One other thing to add - I am not, in general, a big fan of short stories. If you feel this way too, do not be put off by the fact this is a book of stories. Both because the book is so well-written, and because the stories share commonality of characters and place, it reads like a novel.

So, highly, highly recommended. This is going down as one of my top reads of the year. It's that good. (And you'll be hooked from page one - another big plus.)
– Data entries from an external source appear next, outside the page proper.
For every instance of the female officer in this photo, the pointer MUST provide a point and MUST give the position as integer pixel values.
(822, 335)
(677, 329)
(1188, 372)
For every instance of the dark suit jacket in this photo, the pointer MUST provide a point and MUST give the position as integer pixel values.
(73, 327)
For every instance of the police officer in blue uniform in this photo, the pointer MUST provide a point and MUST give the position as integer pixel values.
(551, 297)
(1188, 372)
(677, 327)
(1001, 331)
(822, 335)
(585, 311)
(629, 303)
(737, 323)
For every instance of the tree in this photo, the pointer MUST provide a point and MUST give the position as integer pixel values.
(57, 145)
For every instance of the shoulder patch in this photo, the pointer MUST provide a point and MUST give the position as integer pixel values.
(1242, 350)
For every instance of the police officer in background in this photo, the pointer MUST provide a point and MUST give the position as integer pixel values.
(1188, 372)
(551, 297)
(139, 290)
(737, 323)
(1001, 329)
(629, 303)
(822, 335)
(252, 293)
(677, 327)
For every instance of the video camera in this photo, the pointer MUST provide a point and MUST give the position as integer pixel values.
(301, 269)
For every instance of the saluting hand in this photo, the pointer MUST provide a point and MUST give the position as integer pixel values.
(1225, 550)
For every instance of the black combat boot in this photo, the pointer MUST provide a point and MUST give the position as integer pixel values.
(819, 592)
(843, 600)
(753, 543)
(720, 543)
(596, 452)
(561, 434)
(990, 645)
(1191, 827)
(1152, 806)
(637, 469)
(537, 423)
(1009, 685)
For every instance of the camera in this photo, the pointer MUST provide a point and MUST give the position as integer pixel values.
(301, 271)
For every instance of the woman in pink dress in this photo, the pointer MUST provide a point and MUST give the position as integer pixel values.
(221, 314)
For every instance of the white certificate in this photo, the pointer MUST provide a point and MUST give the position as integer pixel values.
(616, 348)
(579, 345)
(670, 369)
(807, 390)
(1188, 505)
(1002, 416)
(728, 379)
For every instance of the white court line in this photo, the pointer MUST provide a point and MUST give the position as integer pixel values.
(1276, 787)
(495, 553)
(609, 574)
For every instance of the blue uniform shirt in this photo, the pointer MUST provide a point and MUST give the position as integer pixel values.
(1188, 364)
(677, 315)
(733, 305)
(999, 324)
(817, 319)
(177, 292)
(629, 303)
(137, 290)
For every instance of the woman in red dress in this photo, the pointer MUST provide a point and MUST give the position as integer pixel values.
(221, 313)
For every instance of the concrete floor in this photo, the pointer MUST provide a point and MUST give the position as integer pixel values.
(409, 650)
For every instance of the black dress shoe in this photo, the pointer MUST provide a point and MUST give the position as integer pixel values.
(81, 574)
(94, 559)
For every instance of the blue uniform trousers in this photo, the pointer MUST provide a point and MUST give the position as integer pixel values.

Great Literature with a Strong Cultural Anthropological Twist5
Daniyal Mueenuddin's debut collection of interconnected short stories, "In Other Rooms, Other Wonders" is a rare and entrancing treat: at once both exceptional literature and extraordinary literary cultural anthropology. This work stands as one of the finest works of new literature I've read all year. If you love global literature, don't miss this unique and exquisite reading experience!

Open this book, and you are at once immersed in the fascinating reality of an alien and intriguing culture -- the culture of Punjabi Pakistan. All the characters in these stories are connected to the same elite and powerful farming estate. You get to know the owners, their immediate family, relative, and lovers, servants, workers, managers, friends, colleagues, and local community and government officials. The stories take place within a fifty-year period, from the early 1960s to the present day. This time span gives you the opportunity to observe the culture in transition, as old ways are adapted to meet the emerging challenges of a modern global world.

This is a vibrant and rich culture very different from our own. The author does not compel you to judge this world, but rather to understand and appreciate it. This is an Islamic culture, but nowhere in the book is religion discussed and highlighted. This is a culture where corruption is endemic, infecting all aspects of society from the most intimate family connections to every kind of routine business and government transaction. This is a culture with deep feudal roots. Yet this culture works and is vibrant and alive on so many levels. One of the characters in the book, the rich highly educated American wife of the modern day landowner, discusses her life in Pakistan with a friend at a party saying, "It's strange, it's like a drug. I think that I miss the States so much -- and I do -- and then after a month there I'm completely bored. Pakistan makes everything else seem washed out."

The stories in this collection are simply magical, the characters so alive I can't get them out of my head. I feel an intimacy with this estate and these people. I feel as if I had lived among them. And what of Mueenuddin's prose? It's astonishing -- fresh, minimalist, rich, witty, often incredibly wise; he's a remarkable new voice in American literature. And, yes, Mueenuddin is an American and it is fitting that the first story in this collection, "Nawabdin Electrician," was chosen by Salman Rushdie (serving as Guest Editor) for inclusion in the 2008 edition of the famous literary series "The Best American Short Stories."

[If you read this work and find yourself loving this type of literary cultural anthropology, I also recommend that you try Mischa Berlinski's debut novel, "Fieldwork." It was a National Book Award fiction finalist in 2007. You will find my review for this book on Amazon.]